I’m going to be vulnerable for a minute. In your language. Because I can tolerate an extreme amount of suffering, I feel like I have to, like it is some twisted privilege. But sometimes I break so hard. Today, I’m broken. It was an ABA group. (cont)
A BCBA asked for strategies to teach autistic kids competition. I can’t hardly even type or see my screen. It’s just the final straw. Let me explain to you why I’m so upset if you don’t already get it. (Cont)
Yesterday, I was teaching my four year old how to play Candyland. I drew the peanut card and it caused me to have to go almost all the way to the beginning. It upset her. She said to get another card. She brought it back to nearing the end. (Cont)

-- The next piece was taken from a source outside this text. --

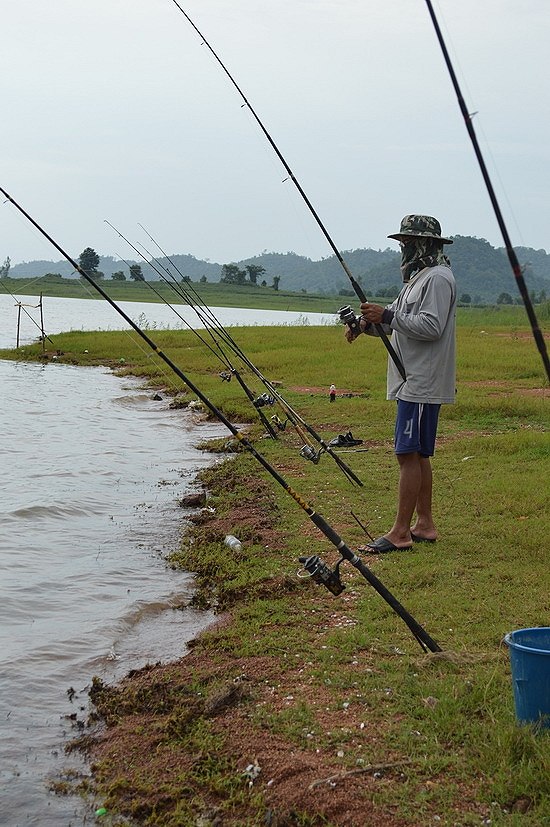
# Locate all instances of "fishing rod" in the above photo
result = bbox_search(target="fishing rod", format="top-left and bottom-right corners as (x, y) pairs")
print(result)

When she won, she became upset again. She took her piece backwards and helped the other pieces make it to the end. She is already wonderful and she’s wired for cooperation and equity. And people want to break that. Tell her she’s not right & her natural inclination are deficient
And let me tell you, she is not what is wrong with this world. She is not who needs to be broken down and rearranged. And I cannot be around nonautistic people with her without having to stop them all the time for trying to do things that are “normal.”
No grandma and grandpa, don’t call each other “monkey face” and “dodo brain” because she doesn’t think it’s funny to insult people. No, don’t get her to tell you whose girl she is because she doesn’t care about ownership and jealousy upsets her.

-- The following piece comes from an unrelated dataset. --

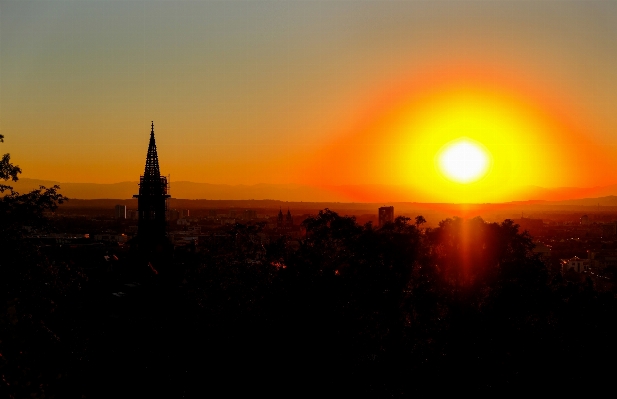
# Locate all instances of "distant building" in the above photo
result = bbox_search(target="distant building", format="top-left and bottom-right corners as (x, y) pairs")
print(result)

I’m upset because the world is broken and unsafe. Don’t teach autistic kids to be “better losers” at competition because competition is a shitty value to have. Don’t set goals for my child based on your standards of what is socially “of consequence.”

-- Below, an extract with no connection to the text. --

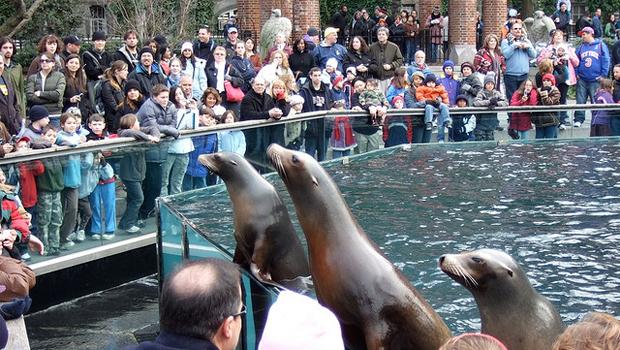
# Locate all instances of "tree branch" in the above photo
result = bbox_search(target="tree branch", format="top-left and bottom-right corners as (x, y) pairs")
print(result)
(0, 0), (48, 37)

She does not need to change. You need to be more like her. Don’t try to make our kids “overcome their challenges.” You need to overcome yours. I don’t care if rearranging the fabric of society seems too hard. Do it anyway. Fix yourselves. Listen to autistic parents.
If you feel like listening to autistic people is somehow beneath you, then you are going to be a terrible parent to your autistic child. I’m not taking that back, and I’m not sorry. If you don’t respect autistic adults, you don’t respect your child.
You can’t “love your children” but “hate their autism.” You can’t love your autistic child without respecting that child and their autonomy. You can’t. You might get through life by lying to yourself, but you can’t convince autistics to be complicit with those lies. We won’t be.